And, his automatic levelled at the thing’s heart, the gentleman from America went on counting. His voice was steady.
“Five ... six....”
He sat crouched at the head of the bed, his eyes never off the thing’s breast. Phantom nothing! He didn’t believe in that no-head bunk. What the hell! He thought of getting a little nearer the foot of the bed and catching the thing a whack on that invisible head of his, but decided to stay where he was.
“Seven ... eight....”
He hadn’t seen the hands before. Gee, some hands! And arms! Holy Moses, he’d got long arms to him, he had....
“Nine!” said the gentleman from America.
Christopher and Columbus, but this would make some tale back home! Yes, sir! Not a bad idea of Quillier’s, that, though!

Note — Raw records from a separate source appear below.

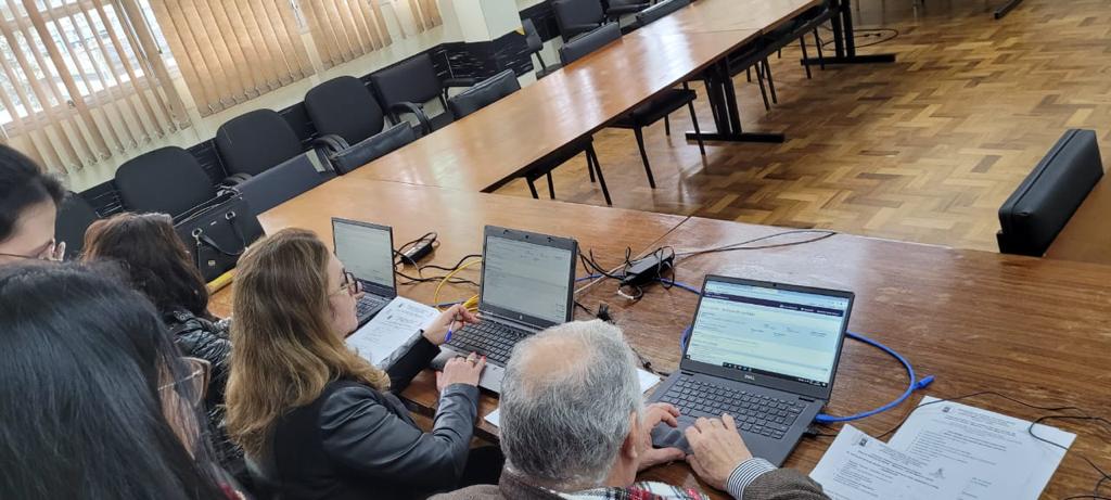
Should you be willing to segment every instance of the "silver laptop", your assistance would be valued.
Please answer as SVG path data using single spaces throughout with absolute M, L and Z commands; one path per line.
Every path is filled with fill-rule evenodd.
M 479 387 L 501 392 L 513 346 L 574 313 L 574 266 L 579 244 L 568 238 L 487 226 L 482 247 L 479 313 L 482 322 L 452 332 L 432 361 L 471 352 L 487 357 Z
M 359 326 L 398 297 L 393 274 L 393 229 L 354 220 L 332 218 L 336 257 L 362 287 L 357 311 Z
M 650 401 L 680 427 L 729 413 L 754 457 L 777 466 L 825 406 L 853 293 L 708 276 L 675 370 Z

Those arms. Long as old glory ... long as the bed! Not bad for Sir Cyril Quillier, that idea....
“Ten, you swine!” yelled the gentleman from America and fired.
Someone laughed. Mr. Puce quite distinctly heard himself laughing, and that made him laugh again. Fur goodness’ sake, what a shot! Missed from that distance!
His eyes, as he made to take aim again, were bothered by the drops of sweat from his forehead. “Aw, what the hell!” said Mr. Puce, and fired again.